ML Security PapersCircuitGuard: Mitigating LLM Memorization in RTL Code Generation Against IP Leakage
Nowfel Mashnoor , Mohammad Akyash , Hadi Kamali , Kimia Azar
Published on arXiv
2510.19676
Model Inversion Attack
OWASP ML Top 10 — ML03
Sensitive Information Disclosure
OWASP LLM Top 10 — LLM06
Key Finding
CircuitGuard achieves up to 80% reduction in semantic similarity to proprietary RTL patterns while maintaining generation quality, with 78–85% cross-domain transfer without retraining.
CircuitGuard
Novel technique introduced
Large Language Models (LLMs) have achieved remarkable success in generative tasks, including register-transfer level (RTL) hardware synthesis. However, their tendency to memorize training data poses critical risks when proprietary or security-sensitive designs are unintentionally exposed during inference. While prior work has examined memorization in natural language, RTL introduces unique challenges: In RTL, structurally different implementations (e.g., behavioral vs. gate-level descriptions) can realize the same hardware, leading to intellectual property (IP) leakage (full or partial) even without verbatim overlap. Conversely, even small syntactic variations (e.g., operator precedence or blocking vs. non-blocking assignments) can drastically alter circuit behavior, making correctness preservation especially challenging. In this work, we systematically study memorization in RTL code generation and propose CircuitGuard, a defense strategy that balances leakage reduction with correctness preservation. CircuitGuard (1) introduces a novel RTL-aware similarity metric that captures both structural and functional equivalence beyond surface-level overlap, and (2) develops an activation-level steering method that identifies and attenuates transformer components most responsible for memorization. Our empirical evaluation demonstrates that CircuitGuard identifies (and isolates) 275 memorization-critical features across layers 18-28 of Llama 3.1-8B model, achieving up to 80% reduction in semantic similarity to proprietary patterns while maintaining generation quality.
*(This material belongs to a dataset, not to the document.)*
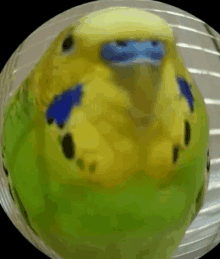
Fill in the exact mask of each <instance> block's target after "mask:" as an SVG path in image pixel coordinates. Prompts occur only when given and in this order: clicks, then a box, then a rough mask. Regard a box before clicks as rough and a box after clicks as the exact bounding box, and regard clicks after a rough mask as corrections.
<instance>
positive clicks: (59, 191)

CircuitGuard further shows 78-85% cross-domain transfer effectiveness, enabling robust memorization mitigation across circuit categories without retraining.
Key Contributions
- RTL-aware similarity metric that captures both structural and functional equivalence of hardware designs, going beyond surface-level lexical overlap
- Activation-level steering method that identifies and attenuates 275 memorization-critical transformer features (layers 18–28 of Llama 3.1-8B) to suppress IP leakage
- Cross-domain transfer effectiveness of 78–85%, enabling memorization mitigation across circuit categories without retraining
🛡️ Threat Analysis
The core threat is an LLM reproducing memorized proprietary RTL training data (hardware IP) at inference time — this is training data extraction/reconstruction from a model. CircuitGuard defends against this by attenuating transformer components responsible for memorization, directly targeting the data-reconstruction threat model.